We arranged to sup together two days after, to make our farewells, but on my arrival I found by herself, standing up, and pale as death, or rather as white as a statue of Carrara marble.
“He is gone,” she said, “and he leaves me to your care. Fatal being, whom perchance I shall see no more, whom I thought I loved but as a friend, now you are lost to me I see my mistake. Before I knew him I was not happy, but neither was I unhappy as I now am.”
I passed the whole night beside her, striving by the most delicate attentions to soften her grief, but with out success. Her character, as abandoned to sorrow as to pleasure, was displayed to me during that long and weary night. She told me at what hour I should come to the convent parlour, the next day, and on my arrival I was delighted to find her not quite so sad. She shewed me a letter which her lover had written to her from Trevisa, and she then told me that I must come and see her twice a week, warning me that she would be accompanied sometimes by one nun and sometimes by another, for she foresaw that my visits would become the talk of the convent, when it became known that I was the individual who used to go to mass at their church. She therefore told me to give in another name, to prevent C—— C——‘s aunt from becoming suspicious.
“Nevertheless,” she added, “this will not prevent my coming alone when I nave any matter of importance to communicate to you. Promise me, sweetheart, to sup and sleep at the casino at least once a week, and write me a note each time by the housekeeper’s wife.”
I made no difficulty in promising her that much.
We thus passed a fortnight quietly enough, as she was happy again, and her amorous inclinations had returned in full force. About this time she gave me a piece of news which delighted me — namely, that C—— C—— had no longer anything to fear.
Full of amorous wishes and having to be content with the teasing pleasure of seeing one another through a wretched grating, we racked our brains to find out some way to be alone together to do what we liked, without any risk.
“I am assured,” she said, “of the good faith of the gardener’s sister.
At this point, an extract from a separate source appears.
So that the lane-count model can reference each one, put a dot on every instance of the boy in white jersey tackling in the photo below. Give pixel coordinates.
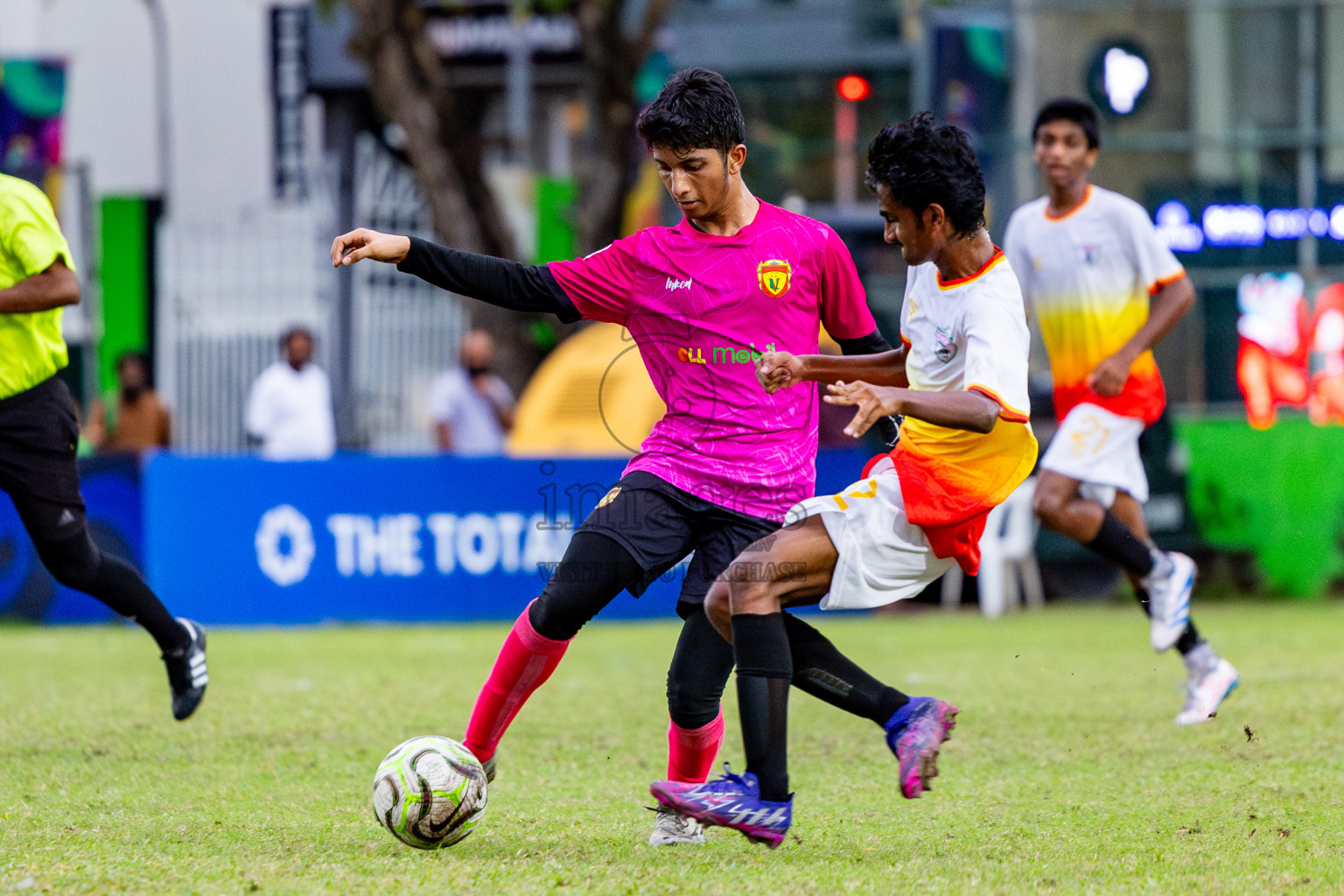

I can go out and come in without fear of being seen, for the little door leading to the convent is not overlooked by any window — indeed it is thought to be walled up. Nobody can see me crossing the garden to the little stream, which is considered unnavigable. All we want is a one-oared gondola, and I cannot believe that with the help of money you will be unable to find a boatman on whom we may rely.”
I understood from these expressions that she suspected me of becoming cold towards her, and this suspicion pierced me to the heart.
“Listen,” said I, “I will be the boatman myself. I will come to the quay, pass by the little door, and you shall lead me to your room where I will pass the whole night with you, and the day, too, if you think you can hide me.”
“That plan,” said she, “makes me shudder. I tremble at the danger to which you might be exposed. No, I should be too unfortunate if I were to be the cause of your misfortune, but, as you can row, come in the boat, let me know the time as closely as possible; the trusty woman will be on the watch, and I will not keep you four minutes waiting. I will get into the boat, we will go to our beloved casino, and then we shall be happy without fearing anything.”
“I will think it over”
The way I took to satisfy her was as follows: I bought a small boat, and without telling her I went one night all by myself round the island to inspect the walls of the convent on the side of the lagune. With some difficulty I made out a little door, which I judged to be the only one by which she could pass, but to go from there to the casino was no small matter, since one was obliged to fetch a wide course, and with one oar I could not do the passage in less than a quarter of an hour, and that with much toil. Nevertheless, feeling sure of success, I told my pretty nun of the plan, and never was news received with so much pleasure. We set our watches together, and fixed our meeting for the Friday following.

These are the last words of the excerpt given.